When You Should (and Should NOT) Use Docker in Proxmox LXC

In a previous video, I did a high-level comparison of VMs, LXC, and Docker. The more specific question I want to answer today is should you run Docker in a VM or LXC and why.

So let’s look at the specific technical trade-offs in Proxmox 9.1 so you can stop guessing and start architecting.

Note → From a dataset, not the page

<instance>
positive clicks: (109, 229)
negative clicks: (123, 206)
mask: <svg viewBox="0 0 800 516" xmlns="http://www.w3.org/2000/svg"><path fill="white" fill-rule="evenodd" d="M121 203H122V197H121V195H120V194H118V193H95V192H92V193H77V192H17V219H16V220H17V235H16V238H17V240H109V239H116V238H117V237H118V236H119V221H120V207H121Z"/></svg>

The Decision Matrix (PVE 9.1)

Feature Docker in a VM Docker in an LXC (Container)
Kernel Isolation Total. Dedicated guest kernel. None. Shares the Proxmox host kernel.
System Stability Safe. VM crash is isolated. High Risk. kernel panic can crash the host.
Live Migration Full Support. Move live between nodes. No. Requires a full stop/start cycle.
Network Storage Native. Seamless NFS/SMB mounts. Complex. Requires bind mounts or privileges.
GPU Passthrough Exclusive. VM “owns” the card. Shared. Multiple LXCs can share one GPU.
Resource Cost Moderate. more RAM/CPU overhead. Near-Zero. Scales dynamically with the host.

1. Limiting Risk

In an LXC, you share the host kernel. This is the single biggest risk factor. If a Docker container triggers a kernel-level hang or a resource exhaustion bug, it doesn’t just stop the container, it can potentially lock up the entire Proxmox hypervisor. If you have 20 other production VMs on that node, they all go dark.

  • Verdict: For production workloads put it in a VM for better isolation.

2. Networking & Storage (The NFS/SMB Challenges)

Mounting external shares inside an LXC is a notorious pain point. Because of how unprivileged containers handle User Namespaces (UID/GID mapping), getting permissions right for an NFS or SMB share can be a pain.

  • The VM Advantage: A VM treats an NFS/SMB mount like a native OS operation. If your Docker stack needs to talk to external storage such as TrueNAS box or a Synology, use a VM.

3. The GPU Passthrough Trade-off

  • VM (PCIe Passthrough): You pass the hardware ID to the VM. The host can no longer see it. This is the stablest method for high-performance AI or a dedicated gaming node.
  • LXC (Device Mapping): The host keeps the driver and you “map” the device into the container. This allows multiple containers same GPU simultaneously.

4. ZFS Optimization: (if you are using ZFS) for VM or LXC

Tuning Record Size:

If you run a high-I/O applications such as database (MariaDB, Postgres, InfluxDB), or logging tools which write smaller commits than the Proxmox default 128K recordsize this can cause Write Amplification. To solve this issue you can set ZFS to a record size more suited for those applications:

zfs set recordsize=16k rpool/data/subvol-109-disk-0

Final Thoughts

  • Choose a VM if: You prioritize absolute stability and isolation. This is the gold standard if you need to Live Migrate for host maintenance without downtime or if your stack relies heavily on external NAS storage (NFS/SMB).
  • Choose an LXC if: You are resource-constrained or need to share a single GPU across multiple services (like Plex + AI tools). This is ideal for lab environments where a host reboot isn’t a catastrophe.
  • Choose based on the Application: Self-contained “utility” apps, like networking tools, lightweight proxies, or small automation scripts, are good candidates for LXC. If the app doesn’t need complex external storage or high-write database tuning, the efficiency of LXC might be a good fit.